Member of the New Jersey General Assembly from the Monmouth County First district
- In office 1856–1857
- Preceded by: George Middleton
- Succeeded by: John VanDoren

Personal details
- Born: April 25, 1812 Herbertsville (now Old Bridge), New Jersey
- Died: June 9, 1899 (aged 87) Bound Brook, New Jersey
- Resting place: Bound Brook Cemetery
- Party: Whig Republican
- Spouse: Eliza J. Smock

= Jacob V. W. Herbert =

American politician

Jacob Van Wickle Herbert (April 25, 1812 – June 9, 1899) was an American politician who represented Monmouth County, New Jersey in the New Jersey General Assembly.

Born in Herbertsville (now Old Bridge), New Jersey, Jacob V. W. Herbert was the son of Brigadier General Obediah Herbert and Margaret Van Wickle, the latter a descendant of the Morgan family and Dutch Evertson family of Sayreville. He lived in Monmouth County, and on May 6, 1836, he married Eliza J. Smock.

In the 1855 general election, Herbert was elected as Assemblyman for the First District, Monmouth County as a Whig, succeeding John VanDoren, a fellow Whig. With the Whig Party collapsing, in 1856 he was reelected as a Republican running under the Opposition Party designation. Jacob Herbert was the first Republican as well as the last Whig to represent Monmouth County in the New Jersey Legislature. In 1857 he was defeated for a third one-year term by Democrat George Middleton.

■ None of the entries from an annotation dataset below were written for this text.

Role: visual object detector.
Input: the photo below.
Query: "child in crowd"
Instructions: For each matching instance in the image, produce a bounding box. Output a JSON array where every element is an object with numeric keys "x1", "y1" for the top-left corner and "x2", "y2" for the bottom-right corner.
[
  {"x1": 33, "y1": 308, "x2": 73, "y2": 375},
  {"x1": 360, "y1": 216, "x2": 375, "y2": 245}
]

Jacob Herbert was offered the position of Secretary of State by Governor Charles Smith Olden, but declined.

During the American Civil War, Jacob Herbert served as a Paymaster, with the rank of major. He died in Bound Brook on June 9, 1899.

==First District, Monmouth County==
Between 1852 and 1893, the New Jersey General Assembly was apportioned into single-member districts within each county. In the 1852 apportionment, the First District in Monmouth County consisted of Manalapan, Millstone and Upper Freehold.